SELFormerMM

Molecular representation learning underpins much of modern computational drug discovery, where the goal is to predict properties such as toxicity, solubility, or bioactivity from a molecule's structure. Most existing models, however, rely on a single view of a molecule, typically a sequence notation like SMILES or a 2D structural graph, and therefore miss complementary information available in other modalities such as natural-language descriptions or curated biological knowledge graphs.

SELFormerMM, developed by the HUBioDataLab at Hacettepe University and posted in March 2026, is a multimodal molecular foundation model that integrates four modalities: SELFIES sequence notations, 2D structural graphs, textual descriptions, and knowledge-graph-derived biological interaction data. It extends the earlier SELFormer chemical language model by aligning these modality-specific representations through contrastive pretraining on roughly three million molecules, producing embeddings that downstream models can use for property prediction.

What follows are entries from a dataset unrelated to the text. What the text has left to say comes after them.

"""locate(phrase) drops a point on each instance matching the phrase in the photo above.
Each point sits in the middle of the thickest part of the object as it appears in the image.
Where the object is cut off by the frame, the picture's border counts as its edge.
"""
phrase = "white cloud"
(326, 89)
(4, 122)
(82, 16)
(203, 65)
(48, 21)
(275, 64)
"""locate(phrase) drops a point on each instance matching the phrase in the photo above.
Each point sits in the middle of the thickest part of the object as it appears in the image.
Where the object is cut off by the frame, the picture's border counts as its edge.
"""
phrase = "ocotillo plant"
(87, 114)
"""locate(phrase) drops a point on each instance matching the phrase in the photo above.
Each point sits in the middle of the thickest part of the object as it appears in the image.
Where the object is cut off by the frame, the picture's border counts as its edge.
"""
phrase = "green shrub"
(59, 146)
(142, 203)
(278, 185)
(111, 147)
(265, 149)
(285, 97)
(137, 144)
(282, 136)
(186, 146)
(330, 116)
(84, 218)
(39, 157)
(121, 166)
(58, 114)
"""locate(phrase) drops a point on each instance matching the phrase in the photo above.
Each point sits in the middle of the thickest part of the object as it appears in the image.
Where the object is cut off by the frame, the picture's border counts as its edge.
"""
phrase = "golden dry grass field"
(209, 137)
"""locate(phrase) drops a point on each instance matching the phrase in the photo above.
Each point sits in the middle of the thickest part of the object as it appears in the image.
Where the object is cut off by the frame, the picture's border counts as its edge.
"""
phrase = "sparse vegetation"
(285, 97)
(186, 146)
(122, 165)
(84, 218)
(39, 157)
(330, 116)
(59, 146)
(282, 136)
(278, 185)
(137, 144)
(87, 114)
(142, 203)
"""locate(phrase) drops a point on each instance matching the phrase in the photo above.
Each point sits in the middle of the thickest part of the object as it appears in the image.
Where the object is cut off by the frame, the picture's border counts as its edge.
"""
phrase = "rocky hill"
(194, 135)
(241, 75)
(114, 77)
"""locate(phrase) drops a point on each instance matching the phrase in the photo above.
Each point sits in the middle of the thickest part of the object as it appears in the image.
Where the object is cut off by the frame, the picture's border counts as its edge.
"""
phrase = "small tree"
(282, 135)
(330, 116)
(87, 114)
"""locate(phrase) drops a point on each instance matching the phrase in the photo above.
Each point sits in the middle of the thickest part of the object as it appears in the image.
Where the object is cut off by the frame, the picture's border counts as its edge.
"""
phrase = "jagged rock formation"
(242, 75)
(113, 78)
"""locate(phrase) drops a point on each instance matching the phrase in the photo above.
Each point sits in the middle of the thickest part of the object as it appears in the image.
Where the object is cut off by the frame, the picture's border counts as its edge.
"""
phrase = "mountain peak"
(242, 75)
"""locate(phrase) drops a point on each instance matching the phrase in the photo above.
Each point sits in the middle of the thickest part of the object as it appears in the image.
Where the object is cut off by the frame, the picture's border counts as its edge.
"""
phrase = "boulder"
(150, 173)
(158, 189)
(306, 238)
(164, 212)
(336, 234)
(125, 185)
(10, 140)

By fusing chemical structure with biological context drawn from a knowledge graph, SELFormerMM aims to capture aspects of molecules that pure structure-based models overlook, and the authors report improved performance over single-modality alternatives on molecular property tasks.

#Key Features

• Four-modality integration: Combines SELFIES sequences, 2D structural graphs, text descriptions, and knowledge-graph embeddings in a shared representation space.
• Contrastive alignment: A supervised contrastive objective aligns the modality-specific branches so that complementary signals reinforce one another.
• Built on SELFormer: The sequence branch reuses the RoBERTa-based SELFormer chemical language model, extending an established backbone rather than training from scratch.
• Biological knowledge grounding: Knowledge-graph embeddings from a biological interaction graph inject context beyond chemical structure, such as known target relationships.
• Open code and checkpoints: Code is released under GPL-3.0 with a pretrained checkpoint and datasets distributed through HuggingFace.

#Technical Details

SELFormerMM uses four modality-specific branches projected into a shared 768-dimensional space. The sequence branch is SELFormer (a RoBERTa-based model over SELFIES); the text branch uses frozen SciBERT embeddings; the structure branch uses frozen Uni-Mol features from 3D conformers; and the knowledge-graph branch uses DMGI embeddings derived from the CROssBARv2 biological knowledge graph. Non-linear MLP projection heads align the modalities via a supervised contrastive (SINCERE) loss during pretraining on approximately three million molecules. For downstream prediction, concatenated multimodal embeddings feed task heads covering binary classification, multilabel classification, and regression. The authors report gains over single-modality baselines on molecular property benchmarks. Code is licensed under GPL-3.0, and the preprint is released under CC-BY.

#Applications

SELFormerMM targets molecular property prediction tasks central to early-stage drug discovery, including ADMET-style endpoints, toxicity, and bioactivity classification and regression. Cheminformatics and machine-learning researchers can fine-tune the pretrained model or use its multimodal embeddings as features for their own predictors. The knowledge-graph component makes it particularly relevant when biological context, such as known interactions, is expected to inform a molecule's behavior beyond its chemical structure alone.

#Impact

SELFormerMM contributes to a growing line of multimodal molecular models that move past single-view representations by fusing structure with text and curated biological knowledge. Its open code and released checkpoints make it straightforward for the cheminformatics community to reproduce and extend. As a recent preprint, its reported advantages over single-modality baselines await independent benchmarking, and its reliance on several frozen external encoders means performance is partly bounded by those upstream components.